Canada could be on track for a “record” level of land burned due to an “unprecedented” wildfire season this year, government officials warn.
As of Wednesday, 414 wildfires were burning in Canada with 239 out of control, keeping 20,183 Canadians out of their homes, Emergency Preparedness Minister Bill Blair said. So far this year, 2,293 wildfires have torched 3.8 million hectares of land.
The wildfires have left a trail of destruction across Canada, and their effects have been felt far beyond the impacted communities with smoke blanketing much of the nation.
Global News is committed to continuing extensive local and national coverage of the wildfires, their impacts on Canadian communities, and how the fires and spreading smoke fit into the broader conversations around protecting your health and coping with climate change.
Here is a look at the current status of Canada’s wildfires.
The fires are blazing primarily in northern Ontario, with a few in communities outside of Ottawa and Sault Ste. Marie.
According to the wildfire agency, of the 34 fires, 22 are not yet under control, six are being held, one is being observed, and five are under control.
Though the fires blaze in those regions, their smoke has led to special air quality statements for much of the province, forcing school boards in the Toronto area to move recess indoors temporarily.
The agency reported that so far this year, 443 wildfires have burned 637,970.9 hectares of land in the province.
Premier François Legault has said the province is in a “difficult situation” and the wildfires forced more than 10,000 people to leave their homes.
The Canadian Armed Forces are assisting the province’s firefighters while more than 250 firefighters from Canada, the United States and France are expected to arrive this week.
The province, which is coming off a May 28 wildfire that burned down roughly 200 buildings near Halifax and forced more than 16,400 people to evacuate, is coming together to rebuild with several relief efforts planned.
Currently, there is a provincewide ban on open fires, and the fine has been increased to $25,000 for breaking it.
So far, the province has 130 firefighters deployed, including more than 40 volunteer and municipal firefighters.
Alberta’s provincial state of emergency ended on June 3 after being in place for nearly a month due to hundreds of forest fires burning in the province.

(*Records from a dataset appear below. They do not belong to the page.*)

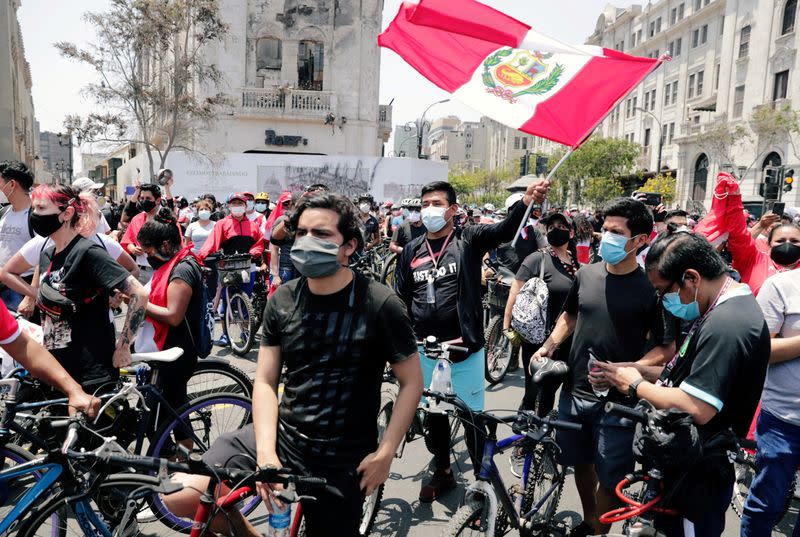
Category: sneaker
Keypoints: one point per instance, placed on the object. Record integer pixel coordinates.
(440, 483)
(517, 460)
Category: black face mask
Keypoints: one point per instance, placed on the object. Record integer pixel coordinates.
(146, 205)
(557, 237)
(784, 254)
(45, 224)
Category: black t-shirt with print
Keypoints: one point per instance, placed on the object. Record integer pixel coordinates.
(334, 348)
(85, 273)
(615, 314)
(405, 233)
(724, 363)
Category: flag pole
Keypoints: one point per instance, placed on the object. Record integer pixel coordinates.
(530, 207)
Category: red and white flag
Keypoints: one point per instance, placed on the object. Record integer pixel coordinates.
(502, 68)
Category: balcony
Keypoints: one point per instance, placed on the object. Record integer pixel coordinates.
(286, 102)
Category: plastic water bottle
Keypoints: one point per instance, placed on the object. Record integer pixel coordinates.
(279, 521)
(593, 367)
(441, 381)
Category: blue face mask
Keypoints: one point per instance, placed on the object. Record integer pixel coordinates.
(612, 248)
(687, 312)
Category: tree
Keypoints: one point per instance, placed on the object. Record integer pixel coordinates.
(598, 190)
(666, 185)
(156, 86)
(606, 158)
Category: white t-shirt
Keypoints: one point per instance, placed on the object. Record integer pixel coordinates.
(32, 250)
(779, 298)
(197, 233)
(14, 233)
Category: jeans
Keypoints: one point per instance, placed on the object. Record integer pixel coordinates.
(777, 459)
(10, 298)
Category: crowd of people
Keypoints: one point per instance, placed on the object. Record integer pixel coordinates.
(640, 306)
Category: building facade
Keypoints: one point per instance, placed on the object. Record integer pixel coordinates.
(303, 77)
(19, 135)
(728, 58)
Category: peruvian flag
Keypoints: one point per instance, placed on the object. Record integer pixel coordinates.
(502, 68)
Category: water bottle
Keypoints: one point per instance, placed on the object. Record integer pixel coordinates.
(279, 520)
(593, 367)
(441, 381)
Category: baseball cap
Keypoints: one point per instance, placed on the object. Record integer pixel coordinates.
(82, 184)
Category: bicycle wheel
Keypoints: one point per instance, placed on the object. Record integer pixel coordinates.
(545, 474)
(214, 376)
(389, 266)
(466, 521)
(498, 351)
(117, 501)
(238, 321)
(202, 421)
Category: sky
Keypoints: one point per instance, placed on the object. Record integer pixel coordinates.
(57, 82)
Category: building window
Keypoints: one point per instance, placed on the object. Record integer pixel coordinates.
(744, 42)
(781, 85)
(789, 15)
(268, 53)
(738, 101)
(310, 64)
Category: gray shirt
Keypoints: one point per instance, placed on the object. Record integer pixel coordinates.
(779, 299)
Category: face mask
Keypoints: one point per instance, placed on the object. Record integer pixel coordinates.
(687, 312)
(612, 248)
(557, 237)
(433, 218)
(45, 225)
(785, 254)
(315, 258)
(146, 205)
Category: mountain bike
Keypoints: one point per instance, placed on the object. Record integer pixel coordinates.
(491, 507)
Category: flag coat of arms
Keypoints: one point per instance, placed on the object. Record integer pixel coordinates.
(502, 68)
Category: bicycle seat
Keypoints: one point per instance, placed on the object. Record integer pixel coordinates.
(541, 369)
(164, 357)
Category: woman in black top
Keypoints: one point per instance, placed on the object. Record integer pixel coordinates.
(175, 308)
(561, 264)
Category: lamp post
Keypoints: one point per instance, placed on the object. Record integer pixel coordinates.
(421, 126)
(660, 136)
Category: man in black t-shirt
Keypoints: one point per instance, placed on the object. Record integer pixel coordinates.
(716, 376)
(438, 277)
(334, 331)
(612, 310)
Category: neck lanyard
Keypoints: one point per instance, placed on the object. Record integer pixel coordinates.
(431, 291)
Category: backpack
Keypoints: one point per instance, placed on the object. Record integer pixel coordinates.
(205, 327)
(529, 314)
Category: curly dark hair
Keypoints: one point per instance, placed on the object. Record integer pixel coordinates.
(349, 224)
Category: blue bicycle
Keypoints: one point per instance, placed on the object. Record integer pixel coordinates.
(490, 506)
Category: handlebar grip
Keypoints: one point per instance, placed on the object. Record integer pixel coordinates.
(622, 410)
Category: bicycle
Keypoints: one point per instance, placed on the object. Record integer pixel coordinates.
(491, 507)
(499, 350)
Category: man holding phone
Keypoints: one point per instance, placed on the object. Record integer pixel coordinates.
(614, 313)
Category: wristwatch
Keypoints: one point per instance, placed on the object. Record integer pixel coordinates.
(632, 388)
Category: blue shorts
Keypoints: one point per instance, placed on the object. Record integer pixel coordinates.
(605, 440)
(467, 376)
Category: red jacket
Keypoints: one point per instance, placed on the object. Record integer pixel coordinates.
(230, 227)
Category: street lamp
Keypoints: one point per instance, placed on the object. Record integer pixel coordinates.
(660, 136)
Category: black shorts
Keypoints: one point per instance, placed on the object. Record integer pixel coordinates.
(329, 515)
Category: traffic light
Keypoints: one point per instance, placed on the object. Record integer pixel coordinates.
(788, 180)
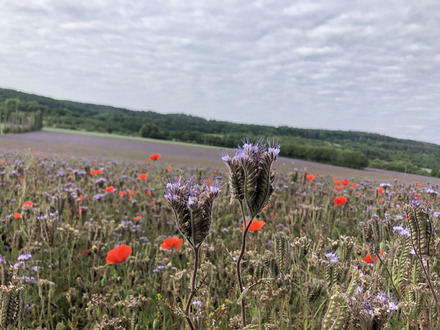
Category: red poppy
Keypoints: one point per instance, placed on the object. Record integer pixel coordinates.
(368, 258)
(255, 225)
(28, 204)
(155, 157)
(172, 242)
(118, 254)
(340, 200)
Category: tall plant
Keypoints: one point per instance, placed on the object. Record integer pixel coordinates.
(251, 182)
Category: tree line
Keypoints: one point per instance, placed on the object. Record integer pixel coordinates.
(343, 148)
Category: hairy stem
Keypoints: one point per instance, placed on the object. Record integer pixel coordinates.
(193, 287)
(243, 247)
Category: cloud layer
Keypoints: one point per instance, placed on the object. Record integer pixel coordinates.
(363, 65)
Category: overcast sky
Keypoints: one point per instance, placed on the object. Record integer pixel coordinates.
(369, 65)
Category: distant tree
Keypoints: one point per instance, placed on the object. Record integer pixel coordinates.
(150, 131)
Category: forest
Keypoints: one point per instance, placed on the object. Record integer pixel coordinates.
(343, 148)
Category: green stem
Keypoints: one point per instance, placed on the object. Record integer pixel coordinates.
(243, 247)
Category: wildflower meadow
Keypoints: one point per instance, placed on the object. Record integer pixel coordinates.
(96, 243)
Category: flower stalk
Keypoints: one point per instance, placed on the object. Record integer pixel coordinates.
(251, 182)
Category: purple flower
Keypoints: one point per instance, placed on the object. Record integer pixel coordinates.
(24, 257)
(332, 256)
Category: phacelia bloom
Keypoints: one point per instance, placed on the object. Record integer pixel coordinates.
(310, 177)
(143, 176)
(340, 200)
(118, 254)
(332, 256)
(24, 257)
(255, 225)
(172, 242)
(192, 207)
(369, 259)
(250, 174)
(27, 204)
(155, 157)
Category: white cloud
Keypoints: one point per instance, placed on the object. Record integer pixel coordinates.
(324, 64)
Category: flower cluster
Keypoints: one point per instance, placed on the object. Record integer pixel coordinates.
(250, 174)
(192, 207)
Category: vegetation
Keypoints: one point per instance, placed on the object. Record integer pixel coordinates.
(342, 148)
(13, 120)
(362, 256)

The government reported 609 wildfires have occurred in the province so far this year; tens of thousands of Albertans have been impacted by the blazes.
Mike Ellis, who was Alberta’s minister of public safety and emergency services prior to the May 29 election, said the decision to end the state of emergency was made because the wildfire situation across the province “improved significantly.”
In British Columbia, 82 wildfires were burning as of Thursday morning, the provincial wildfire agency indicated on its website.
Campfire bans are slated to take effect for much of the province on Thursday with more hot, dry weather in the forecast after an unseasonably dry May.
As of Tuesday, B.C.’s fire danger rating had climbed to high or extreme for most of the province.
The province is also in the grips of what Global BC senior meteorologist Kristi Gordon called a “mini heat wave” with unreasonably high temperatures forecast across southern B.C. this week.
Eleven wildfires were burning in the Northwest Territories as of Wednesday night, the territory said on its website.
No new fires broke out in the past 24 hours, it said, adding 21 fires have burned in the region this year with 403,815 hectares affected.
Four fires were burning in New Brunswick on Thursday, the province said.
According to the government, 177 wildfires have burned so far this year, surpassing the previous year’s total of 143.